What information is not published in the hegemonic media?
There are many issues and numerous porposals that are not published, either because they go against the economic interests that finance the capitalist press or because they have been “abandoned” because they are not in the central spaces of the big urban centres.

The hegemonic media almost always have a materialistic and economicist explanation, reneging on the cultural and existential aspects of political and social conflicts.

In general, no social movements are published that can serve as an “example” or “model” of collective action for people who are marginalized from the capitalist system. Neither is it published with a structural or process vision, everything that is published is almost always circumstantial and responds to the most transient, fragmented and anecdotal aspects, making it difficult for people to have a coherent and broad vision of what is reported.

This is also largely due to the current format of new, increasingly collaborative, discontinuous and multifocal networked media. The coherent response to this phenomenon is to create a “mass of media outlets” with a certain common project and convergent information processes.

On the theme of the Forum: “What unites us”. What common proposal could we implement in the future?
In the absence of a meaningful project, everything becomes fragmented. We propose a multi-media front that maintains its identity and autonomy, but has editorial lines that converge with the construction of a humanity without war or borders, a new human nation where the “universal declaration of human rights” becomes a tangible reality in all regions of the planet, including the peripheries and the countryside.

To this end, we propose a direct and convergent communication, with much study and reflection, based on brief presentations of exemplary actions. An open and flexible participatory front for all media, large and small, that can freely join together to create the new cultural matrices of the world to come.

Image: Joana Alomà
If today’s powerful have the mass media, we can organize a mass of media outlets

What was your participation in the European Humanist Forum?
We have tried to answer the proposals of the Humanist Forum at the journalism table, emphasizing the difference between the fight for cultural hegemony and the creation of cultural matrices that cannot be controlled and stopped by the powerful in power.

We comment that, when Marielle Franco was murdered in Brazil, they did not know that she was the seed and fruit of their exemplary actions and that she is multiplying rapidly. Briefly explained in a serious way, that rather than disputing versions of stories in the central spaces of communication, we are interested in making a mass of media outlets to disseminate inspiring examples that serve as a model.

In Brazil we are already doing it, since 2015 we work with a production company called QuatroV, we have an average of 1 to 2 million monthly views in Portuguese. About 20 volunteers from more than 10 different alternative media participate in the production of about 28 new videos per month.

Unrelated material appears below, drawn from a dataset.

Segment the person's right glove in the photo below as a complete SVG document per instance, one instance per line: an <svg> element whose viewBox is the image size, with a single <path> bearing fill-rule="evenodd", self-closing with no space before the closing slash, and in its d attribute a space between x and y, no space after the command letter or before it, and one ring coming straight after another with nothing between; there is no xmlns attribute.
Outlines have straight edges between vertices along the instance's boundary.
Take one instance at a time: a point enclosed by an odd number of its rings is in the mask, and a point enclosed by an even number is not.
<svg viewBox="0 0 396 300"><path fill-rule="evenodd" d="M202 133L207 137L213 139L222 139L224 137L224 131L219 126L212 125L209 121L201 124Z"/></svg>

In concrete terms, we propose to expand the audiovisual production of the Pressenza agency, together with other media and social movements, through the 4V programme with the opening of two new studios, one in Chile in 2018 and the other in Spain in 2019. To carry out this project we are doing a crowdfunding on the QuatroV website, where those who give their support receive a comic “winged lion’s day”. Beyond the contributions, we are looking for volunteers to join us, in collaboration with other media to write scripts for video capsules and produce some weekly TV programs collaboratively.

Finally, we will also support the creation of newsrooms and two or three ad-hoc audiovisual studios during the five months of the 2nd World March for Peace and Nonviolence, between 2019-2020.